Because of the responsiveness cycle.
We all want to be available, to support our teams, and to not miss opportunities.
So we overcompensate for the lack of in-person connection — firing off endless messages and responding without delay. More than 3 in 5 remote workers say they’re more likely to reply immediately to an email from their boss or team (63%) than to a text or DM from friends or family (37%).
The responsiveness cycle is even more intense for women. Nearly 2 in 3 women (64%) say they have to deal with a notification in 5 minutes or less — significantly more than the 56% of men who say the same. While 30% of women respond to a notification within a minute, fewer than a quarter of men (24%) do so.
Why is this happening? 7 out of 10 women think the pandemic will slow their career progression — they may feel the need to respond quickly and prove commitment. This worry may also explain women's lower job satisfaction: women are 75% more likely than men to say they enjoy work less now than pre-pandemic.
The responsiveness cycle begins mere seconds after waking up. 77% of remote workers frequently check on work before their morning routine. 46% do it all the time.
The younger we are, the more likely we are to spend mornings in the glow of the small screen.
Nearly 1 in 3 remote workers aged 40 and younger (31%) are on their work email within less than a minute of waking up. For the over-40s, this drops to less than 1 in 5 (19%).
The email tidal wave
Overflowing inboxes even drive us to re-evaluate our careers.
A whopping 22% of remote workers want to leave their current job because of the volume of email they receive.
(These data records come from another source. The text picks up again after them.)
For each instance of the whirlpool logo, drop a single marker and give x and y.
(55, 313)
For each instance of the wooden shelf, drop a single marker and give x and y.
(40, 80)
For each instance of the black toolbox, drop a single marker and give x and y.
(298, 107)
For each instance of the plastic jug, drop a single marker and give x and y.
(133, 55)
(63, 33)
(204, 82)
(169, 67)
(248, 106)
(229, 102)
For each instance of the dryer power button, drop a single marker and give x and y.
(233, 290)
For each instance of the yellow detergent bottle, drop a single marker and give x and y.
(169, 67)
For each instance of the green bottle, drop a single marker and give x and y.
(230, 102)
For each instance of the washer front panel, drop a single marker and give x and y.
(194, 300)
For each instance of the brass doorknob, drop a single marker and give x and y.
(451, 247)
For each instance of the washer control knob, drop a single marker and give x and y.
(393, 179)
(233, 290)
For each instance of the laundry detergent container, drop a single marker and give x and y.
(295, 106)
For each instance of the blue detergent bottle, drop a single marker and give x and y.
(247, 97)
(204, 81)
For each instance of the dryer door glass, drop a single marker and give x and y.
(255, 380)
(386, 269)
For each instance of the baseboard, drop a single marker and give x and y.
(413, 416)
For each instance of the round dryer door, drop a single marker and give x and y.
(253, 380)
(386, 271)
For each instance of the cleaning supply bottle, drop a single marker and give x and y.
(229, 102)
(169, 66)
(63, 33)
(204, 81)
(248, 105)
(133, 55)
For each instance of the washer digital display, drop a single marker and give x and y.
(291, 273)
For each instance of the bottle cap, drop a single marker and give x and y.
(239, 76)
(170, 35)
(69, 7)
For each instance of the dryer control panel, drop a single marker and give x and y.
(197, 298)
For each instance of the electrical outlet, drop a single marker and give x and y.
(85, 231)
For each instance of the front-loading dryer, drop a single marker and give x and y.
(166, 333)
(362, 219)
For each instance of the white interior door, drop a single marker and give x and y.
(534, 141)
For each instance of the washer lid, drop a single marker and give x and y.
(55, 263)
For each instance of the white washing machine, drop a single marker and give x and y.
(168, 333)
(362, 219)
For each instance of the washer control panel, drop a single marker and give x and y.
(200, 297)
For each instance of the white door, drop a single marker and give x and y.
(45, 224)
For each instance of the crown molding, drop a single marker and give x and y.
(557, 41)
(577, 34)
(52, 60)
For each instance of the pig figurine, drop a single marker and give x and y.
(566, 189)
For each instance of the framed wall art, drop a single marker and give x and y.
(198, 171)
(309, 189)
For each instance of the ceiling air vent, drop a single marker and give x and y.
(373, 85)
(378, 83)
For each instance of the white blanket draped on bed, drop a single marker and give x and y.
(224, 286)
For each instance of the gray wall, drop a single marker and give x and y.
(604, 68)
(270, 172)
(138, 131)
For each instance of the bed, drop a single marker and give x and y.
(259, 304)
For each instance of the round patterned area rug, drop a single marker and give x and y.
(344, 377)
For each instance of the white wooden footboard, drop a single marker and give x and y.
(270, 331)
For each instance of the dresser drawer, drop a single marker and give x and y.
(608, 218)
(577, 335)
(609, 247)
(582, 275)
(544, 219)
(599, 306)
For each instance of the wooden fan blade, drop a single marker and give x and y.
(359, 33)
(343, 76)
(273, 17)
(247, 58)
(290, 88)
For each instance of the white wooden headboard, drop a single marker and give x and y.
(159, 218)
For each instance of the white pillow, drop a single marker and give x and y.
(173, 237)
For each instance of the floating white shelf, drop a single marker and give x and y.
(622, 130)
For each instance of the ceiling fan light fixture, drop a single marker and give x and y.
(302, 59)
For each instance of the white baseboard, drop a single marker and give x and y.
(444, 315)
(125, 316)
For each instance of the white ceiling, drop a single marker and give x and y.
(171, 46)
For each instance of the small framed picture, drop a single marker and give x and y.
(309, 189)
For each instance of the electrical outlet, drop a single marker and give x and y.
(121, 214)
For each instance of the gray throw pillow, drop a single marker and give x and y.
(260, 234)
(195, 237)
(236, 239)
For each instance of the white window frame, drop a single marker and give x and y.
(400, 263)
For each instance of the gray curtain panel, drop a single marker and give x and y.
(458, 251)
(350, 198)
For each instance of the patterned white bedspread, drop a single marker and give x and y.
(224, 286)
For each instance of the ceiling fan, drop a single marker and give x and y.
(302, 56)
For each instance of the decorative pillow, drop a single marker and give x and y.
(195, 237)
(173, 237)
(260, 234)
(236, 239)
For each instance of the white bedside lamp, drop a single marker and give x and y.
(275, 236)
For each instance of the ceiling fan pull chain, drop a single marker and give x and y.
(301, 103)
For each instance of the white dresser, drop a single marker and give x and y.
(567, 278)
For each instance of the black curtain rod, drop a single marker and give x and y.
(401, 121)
Only video calls are a bigger pain point — for 29%, this is the technology issue that most makes them want to quit.
Working from home has created a tidal wave of inbound communication — and it looms even larger if you take time off.
Almost half of remote workers would prefer to scrub their bathroom than clear an inbox with 10 days of unread messages!
Chasing Inbox Zero in the remote era
An overwhelming 96% of remote workers say it's important to achieve Inbox Zero — the clean slate when every email has been archived, delegated, or answered.
But while Inbox Zero is increasingly important, many struggle to get there. Two-fifths of remote workers never reach Inbox Zero.
Learn how Superhuman can help you hit Inbox Zero.
Building a more productive future
Our study makes it clear: working from home carries a heavy cost. We're distracted, inundated by email, and struggling to enjoy our work.
So how can we meet the challenges of remote work, while improving our happiness and productivity?
Companies increasingly offer stipends for home office setup. But adjusting to the rigors of WFH is a long game — and it requires a holistic approach.
Policies like daily breaks (36%) and devoted self-care time (36%) top the wish lists of remote workers. And employers, take note: more than a quarter (26%) of remote workers say they'd be more productive with a monthly budget for productivity apps or software.
The rush toward productivity tools is already accelerating. More than two-thirds of remote workers have either paid for productivity tools or habit tracker apps out of their own pocket, or plan to do so (67%).
But do productivity tools make a difference?
Remote workers overwhelmingly say yes! 80% of those who spent money on productivity tools say their relationship with their job changed for the better during the pandemic (compared to 73% of remote workers overall).
Communication tools have radically changed since email was invented 50 years ago. Rapid advances in technology have created new challenges, and the pandemic has laid them bare.
For meaningful innovation, there can be only one metric. We must measure technology by the happiness it generates.
The data above was drawn from an online survey of 1,000 US-based remote workers who work from home and do not use Superhuman. The survey was conducted in February of 2021 by a professional research firm. The data was weighted to ensure an accurate and reliable representation of the US population.